Artık birçok şehirde, özellikle Ege ve Akdeniz hattında, suyun azalması doğrudan hissediliyor. Türkiye’nin su döngüsü, ormanlarla birlikte yara aldı. Bir zamanlar yazın bile serin olan vadiler bugün kavruluyor; dereler yaz ortasında kurumaya başladı.

Ben yıllardır orman yangınlarında gönüllü olarak çalışan biriyim. Sahada gördüğüm tablo net: Orman yanınca sadece doğa değil, yağmurun geleceği de yanıyor. Çünkü orman; bulutun, gölgenin, nemin, serinliğin kaynağıdır. Ağaç yaprakları buharlaşma yoluyla atmosfere nem taşır, yağışın oluşumuna katkı sağlar. Gövde ve kök sistemi suyu toprağa emer, yeraltına taşır. Yangınla bu sistem çöküyor. Toprak suyu tutamıyor, ilk yağmurda yüzey akışıyla sel oluyor.

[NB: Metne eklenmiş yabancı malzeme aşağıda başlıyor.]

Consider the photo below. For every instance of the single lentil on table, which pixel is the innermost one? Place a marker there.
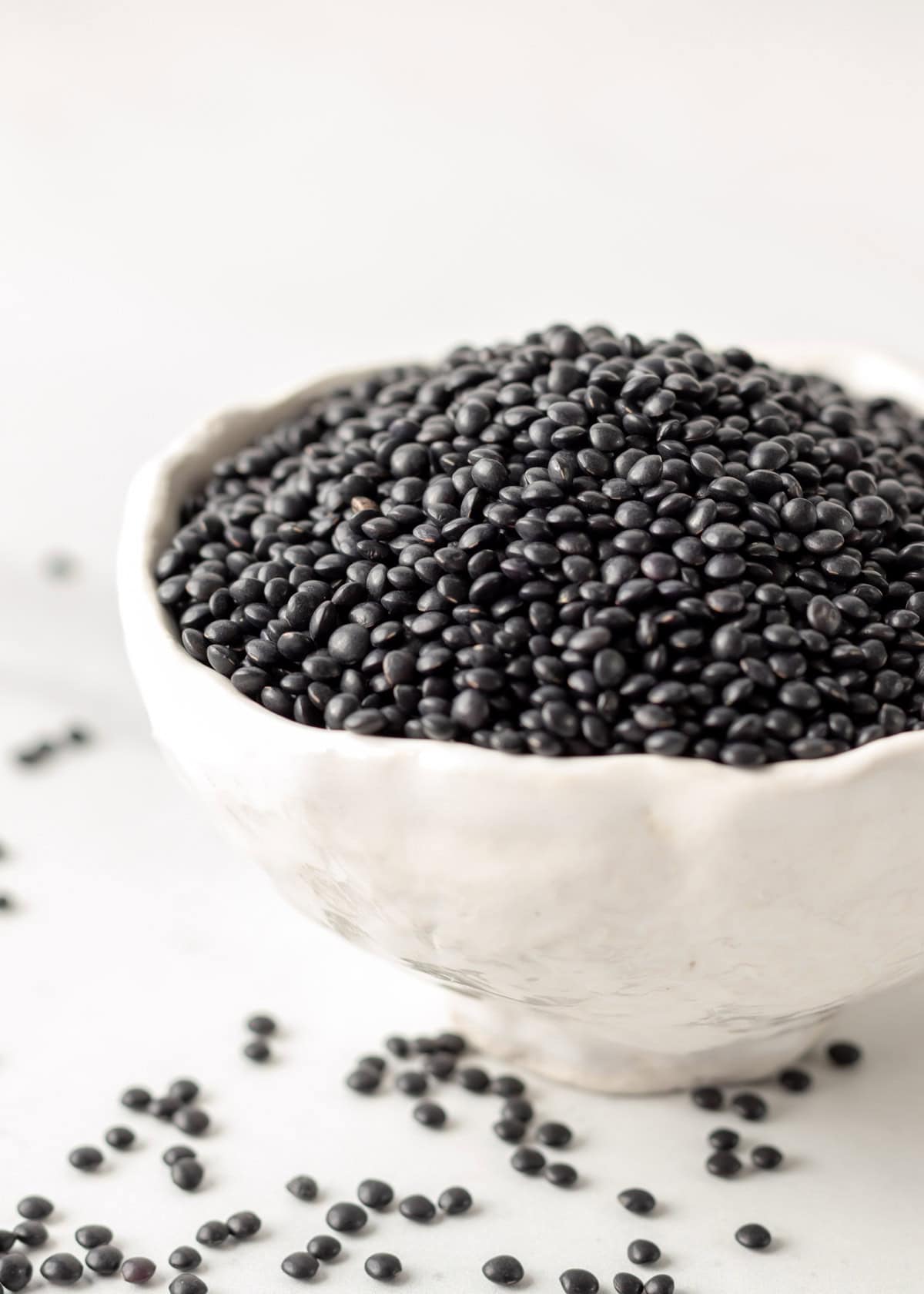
(581, 544)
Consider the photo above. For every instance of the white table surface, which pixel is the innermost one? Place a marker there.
(210, 201)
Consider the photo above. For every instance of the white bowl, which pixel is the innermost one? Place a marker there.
(629, 924)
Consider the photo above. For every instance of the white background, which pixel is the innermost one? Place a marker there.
(209, 202)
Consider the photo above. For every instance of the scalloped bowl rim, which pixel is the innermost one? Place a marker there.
(150, 496)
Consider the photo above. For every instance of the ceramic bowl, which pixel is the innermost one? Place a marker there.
(628, 924)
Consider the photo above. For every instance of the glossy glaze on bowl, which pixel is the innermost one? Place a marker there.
(627, 923)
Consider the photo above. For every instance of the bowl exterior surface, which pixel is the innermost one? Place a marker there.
(631, 923)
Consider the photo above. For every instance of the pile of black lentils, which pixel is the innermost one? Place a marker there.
(584, 544)
(439, 1060)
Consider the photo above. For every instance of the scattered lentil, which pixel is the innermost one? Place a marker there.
(527, 1160)
(93, 1236)
(213, 1233)
(188, 1284)
(186, 1258)
(300, 1266)
(62, 1269)
(382, 1267)
(137, 1271)
(576, 1280)
(105, 1259)
(766, 1157)
(644, 1252)
(844, 1055)
(85, 1157)
(243, 1225)
(35, 1208)
(504, 1269)
(417, 1209)
(186, 1174)
(637, 1200)
(258, 1051)
(749, 1105)
(724, 1164)
(325, 1248)
(302, 1187)
(707, 1098)
(374, 1193)
(347, 1217)
(119, 1138)
(625, 1282)
(430, 1115)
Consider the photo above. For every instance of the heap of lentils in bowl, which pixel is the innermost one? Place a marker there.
(581, 544)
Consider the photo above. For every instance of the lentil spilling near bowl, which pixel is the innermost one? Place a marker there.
(583, 544)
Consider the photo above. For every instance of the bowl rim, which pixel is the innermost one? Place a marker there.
(150, 637)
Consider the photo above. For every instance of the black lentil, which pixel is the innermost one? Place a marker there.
(511, 1130)
(374, 1193)
(766, 1157)
(795, 1079)
(186, 1258)
(412, 1082)
(576, 1280)
(137, 1271)
(517, 1108)
(561, 1174)
(504, 1269)
(430, 1115)
(35, 1208)
(263, 1025)
(186, 1174)
(302, 1187)
(749, 1105)
(844, 1055)
(213, 1233)
(753, 1236)
(325, 1248)
(105, 1259)
(473, 1078)
(62, 1269)
(347, 1217)
(32, 1233)
(184, 1090)
(724, 1164)
(119, 1138)
(382, 1267)
(627, 1282)
(300, 1266)
(174, 1153)
(85, 1157)
(637, 1200)
(417, 1209)
(136, 1098)
(724, 1139)
(16, 1271)
(553, 1134)
(192, 1121)
(527, 1160)
(188, 1284)
(93, 1236)
(454, 1200)
(258, 1051)
(705, 497)
(644, 1252)
(707, 1098)
(243, 1225)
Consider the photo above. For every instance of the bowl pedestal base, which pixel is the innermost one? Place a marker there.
(558, 1048)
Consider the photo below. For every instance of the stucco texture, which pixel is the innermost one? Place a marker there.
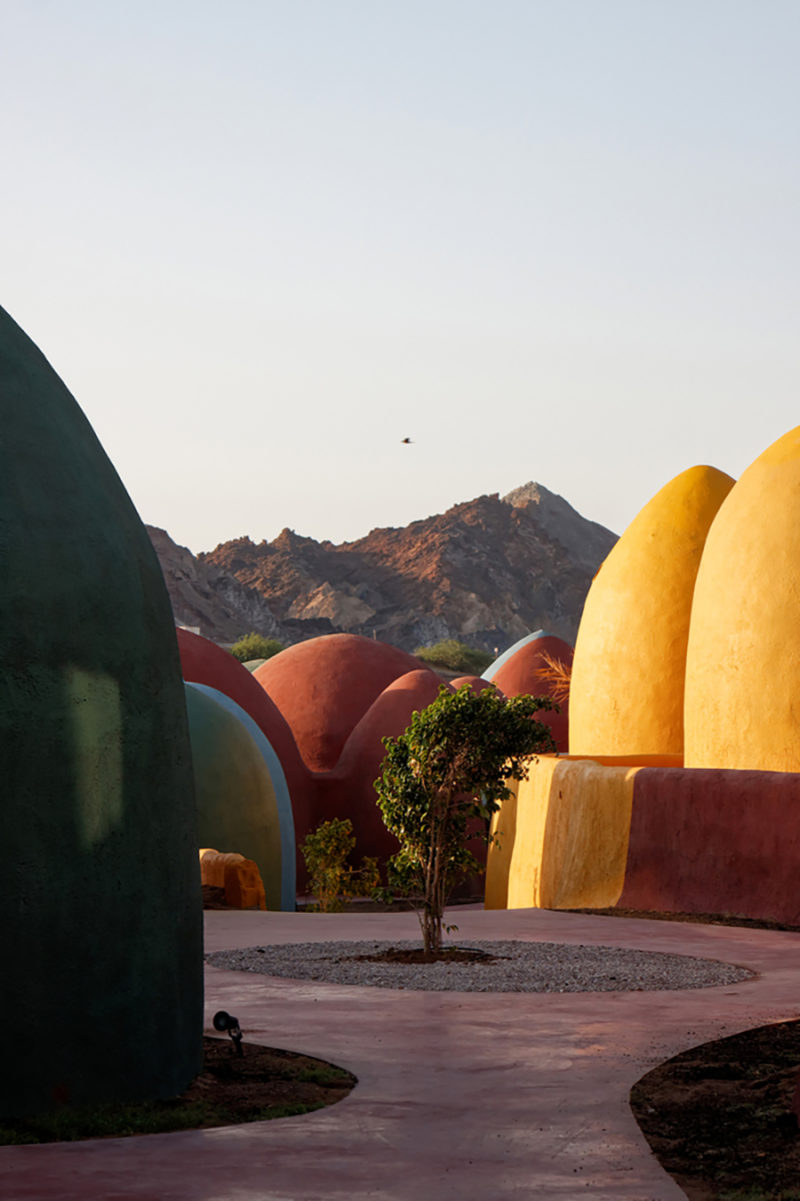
(237, 807)
(742, 669)
(102, 925)
(323, 687)
(348, 790)
(561, 840)
(521, 673)
(627, 679)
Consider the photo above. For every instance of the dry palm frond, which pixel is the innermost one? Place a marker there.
(557, 675)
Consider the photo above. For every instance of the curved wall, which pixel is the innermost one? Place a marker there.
(628, 670)
(282, 799)
(237, 808)
(102, 931)
(562, 837)
(204, 662)
(348, 792)
(521, 674)
(742, 668)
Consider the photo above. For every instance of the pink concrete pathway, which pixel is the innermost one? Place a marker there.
(461, 1097)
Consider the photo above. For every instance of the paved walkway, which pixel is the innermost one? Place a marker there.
(461, 1097)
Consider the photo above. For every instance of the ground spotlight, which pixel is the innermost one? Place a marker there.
(224, 1021)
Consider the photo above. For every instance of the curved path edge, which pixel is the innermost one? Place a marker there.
(461, 1097)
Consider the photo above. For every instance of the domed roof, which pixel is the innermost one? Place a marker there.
(742, 664)
(324, 686)
(627, 679)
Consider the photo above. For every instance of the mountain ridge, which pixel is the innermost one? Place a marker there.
(487, 572)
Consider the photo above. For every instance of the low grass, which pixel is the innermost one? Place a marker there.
(262, 1085)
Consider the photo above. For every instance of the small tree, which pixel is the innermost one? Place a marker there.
(255, 646)
(332, 880)
(449, 766)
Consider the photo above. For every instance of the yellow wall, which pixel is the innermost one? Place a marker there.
(742, 669)
(627, 677)
(562, 837)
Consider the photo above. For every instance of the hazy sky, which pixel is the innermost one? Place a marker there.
(263, 242)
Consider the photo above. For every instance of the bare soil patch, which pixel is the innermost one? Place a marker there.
(257, 1086)
(413, 955)
(718, 1117)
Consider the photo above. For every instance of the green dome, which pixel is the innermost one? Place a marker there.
(237, 805)
(102, 927)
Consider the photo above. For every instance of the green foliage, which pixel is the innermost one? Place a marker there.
(332, 879)
(255, 646)
(449, 768)
(455, 657)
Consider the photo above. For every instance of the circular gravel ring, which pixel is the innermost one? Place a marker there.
(524, 967)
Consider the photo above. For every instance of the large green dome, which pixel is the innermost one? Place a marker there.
(101, 943)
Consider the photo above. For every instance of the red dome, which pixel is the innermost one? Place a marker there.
(323, 687)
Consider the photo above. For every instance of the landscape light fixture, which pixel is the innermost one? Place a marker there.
(224, 1021)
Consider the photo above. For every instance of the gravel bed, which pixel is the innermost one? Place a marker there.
(521, 967)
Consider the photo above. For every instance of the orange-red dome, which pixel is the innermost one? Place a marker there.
(324, 686)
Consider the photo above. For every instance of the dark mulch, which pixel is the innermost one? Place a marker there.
(417, 955)
(704, 919)
(718, 1117)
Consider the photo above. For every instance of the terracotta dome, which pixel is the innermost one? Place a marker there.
(520, 673)
(324, 686)
(102, 952)
(627, 680)
(237, 806)
(742, 667)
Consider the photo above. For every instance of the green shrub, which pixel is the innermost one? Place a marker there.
(255, 646)
(332, 879)
(455, 657)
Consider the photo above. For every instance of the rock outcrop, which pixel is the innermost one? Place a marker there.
(487, 572)
(209, 601)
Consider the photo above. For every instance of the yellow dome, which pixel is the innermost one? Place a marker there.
(627, 677)
(742, 667)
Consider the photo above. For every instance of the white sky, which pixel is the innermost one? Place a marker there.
(263, 240)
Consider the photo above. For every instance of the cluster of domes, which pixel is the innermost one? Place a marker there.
(690, 641)
(682, 787)
(323, 709)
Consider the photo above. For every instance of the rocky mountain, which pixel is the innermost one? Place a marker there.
(487, 572)
(207, 599)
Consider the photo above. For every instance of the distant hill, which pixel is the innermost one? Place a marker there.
(487, 572)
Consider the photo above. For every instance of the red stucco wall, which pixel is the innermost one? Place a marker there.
(705, 841)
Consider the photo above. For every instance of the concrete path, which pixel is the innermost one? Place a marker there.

Bu kırılmanın etkisi her yerde aynı: su azalıyor.
Barajlarda doluluk oranları düşüyor, kuyu suları çekiliyor, dereler kesiliyor. Suyun azalması yalnızca içme suyu problemi değil; tarım, hayvancılık, sanayi ve turizm gibi sektörleri de tehdit ediyor.

Turizm bu zincirin en zayıf halkası hâline geldi.
Yeşilin yok, suyun yok, doğan yanmış… Peki turist neden gelsin?
İnsanlar deniz, doğa, gölge ve huzur için geliyor bu ülkeye. Ama ormanlar yanarken, dere yatakları kururken, gökyüzü dumanla kaplıyken turizmi nasıl sürdüreceğiz?

Benim yaşadığım yer Bodrum. Uzun yıllardır orman yangınlarının etkisini en derinden hisseden bölgelerden biri. Burada artık sadece ormanlar değil, su da yok. Musluklardan günlerce su akmıyor. Sarnıçlar kurumuş, barajlar alarm veriyor. Deniz turizmi bile bu durumdan etkileniyor; çünkü suyun çekilmesiyle kıyı ekosistemleri bozuluyor.

Bu tabloyu Bodrum’la sınırlı sanmak hata olur.
Aynı sorun Antalya’da, Mersin’de, Balıkesir’de, Manisa’da, hatta İç Anadolu’daki birçok göl havzasında da yaşanıyor. Türkiye’nin yeşili azaldıkça, suyu da azalıyor. Su azaldıkça tarım zayıflıyor, üretim düşüyor, fiyatlar artıyor. Yani yangınların faturası yalnızca çevresel değil, ekonomik bir yıkım haline geliyor.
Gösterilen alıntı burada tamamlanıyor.